# Blaupunkt reversing camera on Swift Voyager not working



## cole (Aug 5, 2007)

We have a Blaupunkt sat nav/reversing camera which usually comes on automatically when you go into reverse gear. All of a sudden it dosn't come on now. It looks like it tries to, but dosn't quite manage it. Has anyone else suffered with the same problem? We have checked the connections..


----------



## philoaks (Sep 2, 2008)

The reverse camera is switched on by the same supply that runs the reversing lights so the first thing to check is whether your reversing lights are working. If not then you need to find out why not (fuse/switch etc).

If the lights are ok then it sounds like the EM module could be playing up. On the top of passenger side of the dash is a storage pocket. The inner part of this pocket can be removed by undoing the 4 torx screws that hold it in place. If you remove the pocket you should be able to see the EM module. It's a small aluminium box, about the size of a large box of matches.

There are a number of cables going into the module. One is a single lead with an s video connection, this comes from the camera. Then there is a cable that splits into 3 separate phono type connectors. This is the feed to the Lucca Travelpilot.

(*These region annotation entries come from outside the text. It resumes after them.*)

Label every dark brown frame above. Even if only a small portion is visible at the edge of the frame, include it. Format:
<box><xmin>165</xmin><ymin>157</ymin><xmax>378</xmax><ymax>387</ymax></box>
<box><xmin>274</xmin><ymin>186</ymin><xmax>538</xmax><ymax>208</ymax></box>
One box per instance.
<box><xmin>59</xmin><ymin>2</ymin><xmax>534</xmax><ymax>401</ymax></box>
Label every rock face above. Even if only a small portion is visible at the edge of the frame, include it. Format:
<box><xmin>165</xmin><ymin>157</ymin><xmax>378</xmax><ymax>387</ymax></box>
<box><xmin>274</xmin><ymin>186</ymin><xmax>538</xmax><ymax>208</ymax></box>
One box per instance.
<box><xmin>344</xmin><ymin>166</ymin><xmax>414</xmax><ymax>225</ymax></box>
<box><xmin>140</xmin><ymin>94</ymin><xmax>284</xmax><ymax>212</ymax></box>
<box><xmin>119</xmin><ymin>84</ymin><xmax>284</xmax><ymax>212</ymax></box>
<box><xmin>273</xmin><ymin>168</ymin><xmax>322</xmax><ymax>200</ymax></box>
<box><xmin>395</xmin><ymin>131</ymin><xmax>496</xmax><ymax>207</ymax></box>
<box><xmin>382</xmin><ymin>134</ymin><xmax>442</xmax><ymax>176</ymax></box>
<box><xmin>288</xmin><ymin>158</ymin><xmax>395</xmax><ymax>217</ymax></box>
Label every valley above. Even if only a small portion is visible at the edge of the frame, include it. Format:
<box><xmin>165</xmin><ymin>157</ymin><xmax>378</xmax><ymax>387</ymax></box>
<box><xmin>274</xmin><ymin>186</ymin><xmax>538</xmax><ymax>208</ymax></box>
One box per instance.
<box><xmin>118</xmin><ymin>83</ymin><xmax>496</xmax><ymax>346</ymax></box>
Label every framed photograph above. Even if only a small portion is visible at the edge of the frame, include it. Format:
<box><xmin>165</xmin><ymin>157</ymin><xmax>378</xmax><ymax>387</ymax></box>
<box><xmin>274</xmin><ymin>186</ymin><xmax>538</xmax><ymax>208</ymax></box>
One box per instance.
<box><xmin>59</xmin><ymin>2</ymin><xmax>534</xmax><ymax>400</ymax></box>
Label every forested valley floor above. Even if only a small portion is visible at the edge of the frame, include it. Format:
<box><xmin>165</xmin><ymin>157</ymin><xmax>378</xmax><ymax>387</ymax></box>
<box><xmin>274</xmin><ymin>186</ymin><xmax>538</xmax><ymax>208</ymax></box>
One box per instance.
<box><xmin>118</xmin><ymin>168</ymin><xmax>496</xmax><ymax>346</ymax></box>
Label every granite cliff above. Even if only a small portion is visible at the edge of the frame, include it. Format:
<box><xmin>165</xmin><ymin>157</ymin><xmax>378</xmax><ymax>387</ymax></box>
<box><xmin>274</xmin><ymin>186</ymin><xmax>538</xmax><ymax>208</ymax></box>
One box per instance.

Finally there is a plug in connector with 3 wires in it. Two of them are the live and earth to feed the EM module and the third is an orange wire. This is the feed from the reversing lights. If you can put a meter onto this cable with the ignition on and the van in reverse then you should read 12v on it. If not then to prove everything else works you could run a temporary 12v feed directly into the EM module to see if that switches the picture on. You also need to check if the live feed is ok into the EM module (can't remember which colour wire it is) but from memory that is on a different fuse to the reversing lights. It's just a process of elimination to try and work out what's gone wrong.

If your van is still under warranty then it may be easier to let the dealer sort it!


----------



## DustyR (Jan 26, 2009)

I had problem with my Blaupunkt satnav/reversing camera when it appeared to just not work when reverse selected, I spent a long time checking all connections which all appeared ok, and then I read in my Swift handbook that the reverse camera picture only comes on when using a navigation map facility. I cant quite see what different it should make, but it worked for me. I do not often use the satnav and just had the unit switched on and it did'nt work but when I went to the navigation page up came the picture!


----------